Court Rejects Argument That Assertion of State Law Whistleblower Claim Waives Discriminatory Termination Claims

Citing a recent amendment to New York’s “whistleblower law”, Labor Law 740, the court in Zhou v. Roswell Park Cancer Institute Corp. et al, 2020 WL 3574631 (W.D.N.Y. July 1, 2020), rejected defendants’ argument that plaintiff’s discriminatory termination claims were “waived” by assertion of a claim under that statute.

From the decision:

The Court recommends denying this portion of defendants’ motion as both unavailing and incomplete. Neither side has accounted for an amendment to Section 740 that occurred late last year. Prior to December 20, 2019, Labor Law § 740(7) did in fact contain language, cited by defendants, that “the institution of an action in accordance with this section shall be deemed a waiver of the rights and remedies available under any other contract, collective bargaining agreement, law, rule or regulation or under the common law.” On December 20, 2019, however, the Governor signed into law an amendment to Section 740(7). 2019 N.Y. Laws 684, 2019 Sess. Law News of N.Y. Ch. 684 (A. 375) (McKinney). In the amendment, which took effect immediately, the Legislature deleted all of the language cited here by defendants and replaced it with the following language: “Nothing in this section shall be deemed to diminish the rights, privileges, or remedies of any employee under any other law or regulation or under any collective bargaining agreement or employment contract.” N.Y. Lab.
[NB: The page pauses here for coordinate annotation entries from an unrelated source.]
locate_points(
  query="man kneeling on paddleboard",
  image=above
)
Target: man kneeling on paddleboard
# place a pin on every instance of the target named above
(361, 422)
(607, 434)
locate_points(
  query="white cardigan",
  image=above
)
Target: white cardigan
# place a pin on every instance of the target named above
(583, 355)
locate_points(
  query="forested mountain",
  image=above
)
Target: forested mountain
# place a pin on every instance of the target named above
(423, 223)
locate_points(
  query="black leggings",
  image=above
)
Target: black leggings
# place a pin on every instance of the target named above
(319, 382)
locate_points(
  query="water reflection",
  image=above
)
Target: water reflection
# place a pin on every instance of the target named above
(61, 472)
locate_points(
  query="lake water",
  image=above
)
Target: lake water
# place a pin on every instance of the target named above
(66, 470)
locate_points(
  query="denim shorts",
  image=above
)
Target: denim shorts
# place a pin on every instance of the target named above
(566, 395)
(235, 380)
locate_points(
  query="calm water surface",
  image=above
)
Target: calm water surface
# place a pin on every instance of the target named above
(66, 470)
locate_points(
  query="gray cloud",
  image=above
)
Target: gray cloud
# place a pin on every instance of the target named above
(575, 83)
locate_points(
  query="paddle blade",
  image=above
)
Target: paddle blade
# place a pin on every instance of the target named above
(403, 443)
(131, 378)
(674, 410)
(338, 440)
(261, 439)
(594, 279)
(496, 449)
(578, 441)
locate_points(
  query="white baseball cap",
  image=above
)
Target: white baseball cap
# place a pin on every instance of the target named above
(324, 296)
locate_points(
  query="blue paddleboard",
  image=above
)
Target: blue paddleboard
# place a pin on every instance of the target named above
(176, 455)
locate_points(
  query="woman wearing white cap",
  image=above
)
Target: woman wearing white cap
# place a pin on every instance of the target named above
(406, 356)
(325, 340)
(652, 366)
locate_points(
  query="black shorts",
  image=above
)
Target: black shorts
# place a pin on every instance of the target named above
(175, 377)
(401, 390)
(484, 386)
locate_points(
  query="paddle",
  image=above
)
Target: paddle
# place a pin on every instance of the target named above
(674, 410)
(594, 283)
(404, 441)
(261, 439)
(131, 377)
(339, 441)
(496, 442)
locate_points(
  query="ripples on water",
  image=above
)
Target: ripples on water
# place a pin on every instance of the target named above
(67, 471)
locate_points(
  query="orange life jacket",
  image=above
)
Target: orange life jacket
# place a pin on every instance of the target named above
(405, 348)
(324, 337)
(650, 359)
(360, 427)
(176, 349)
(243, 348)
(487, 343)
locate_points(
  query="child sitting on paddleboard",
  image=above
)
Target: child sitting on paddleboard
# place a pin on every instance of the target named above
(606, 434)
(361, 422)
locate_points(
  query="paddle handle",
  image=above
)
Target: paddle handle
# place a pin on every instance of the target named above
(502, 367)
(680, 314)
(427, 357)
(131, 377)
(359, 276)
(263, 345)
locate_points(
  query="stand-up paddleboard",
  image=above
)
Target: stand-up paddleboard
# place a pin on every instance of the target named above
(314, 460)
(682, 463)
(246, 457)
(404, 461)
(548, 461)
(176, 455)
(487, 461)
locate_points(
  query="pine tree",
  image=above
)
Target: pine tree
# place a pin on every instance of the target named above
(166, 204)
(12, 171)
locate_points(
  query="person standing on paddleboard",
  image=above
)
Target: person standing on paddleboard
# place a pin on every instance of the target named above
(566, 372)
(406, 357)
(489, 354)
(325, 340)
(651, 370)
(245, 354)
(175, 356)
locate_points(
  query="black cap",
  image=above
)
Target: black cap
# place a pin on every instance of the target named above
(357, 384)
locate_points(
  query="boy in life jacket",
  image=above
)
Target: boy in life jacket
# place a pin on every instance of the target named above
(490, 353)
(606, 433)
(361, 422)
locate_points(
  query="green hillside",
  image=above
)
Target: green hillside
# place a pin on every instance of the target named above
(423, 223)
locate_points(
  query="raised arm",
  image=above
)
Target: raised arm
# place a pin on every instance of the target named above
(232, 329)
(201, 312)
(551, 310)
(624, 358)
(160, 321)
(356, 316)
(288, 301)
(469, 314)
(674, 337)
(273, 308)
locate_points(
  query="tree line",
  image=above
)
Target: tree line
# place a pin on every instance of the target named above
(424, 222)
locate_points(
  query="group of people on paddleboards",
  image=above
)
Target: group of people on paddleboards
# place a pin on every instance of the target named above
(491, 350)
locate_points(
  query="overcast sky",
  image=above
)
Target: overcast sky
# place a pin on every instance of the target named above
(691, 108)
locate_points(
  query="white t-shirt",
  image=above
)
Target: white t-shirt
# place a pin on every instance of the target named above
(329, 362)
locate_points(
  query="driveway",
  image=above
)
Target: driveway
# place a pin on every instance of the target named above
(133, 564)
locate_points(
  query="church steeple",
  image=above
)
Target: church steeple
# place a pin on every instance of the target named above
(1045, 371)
Law § 740(7). The parties have not addressed whether the amendment to Section 740(7) would apply retroactively to September 6, 2019, the date when plaintiff filed her complaint. Even without retroactivity, the Court would be skeptical of an assertion that an invocation of state law would somehow prohibit a plaintiff from accessing remedies under federal law. See Collette v. St. Luke’s Roosevelt Hosp., 132 F. Supp. 2d 256, 266 (S.D.N.Y. 2001) (“None of the cases adopting the ‘course of conduct’ test stand for the proposition that a federal claim can be barred by resort to asserting a whistleblower claim under state law.”).

The court thus concluded that the “most prudent course of action will be to recommend denying this portion of defendants’ motion without prejudice to renew with a more careful consideration both of federalism principles and of the amendment to Section 740(7) that occurred late last year.”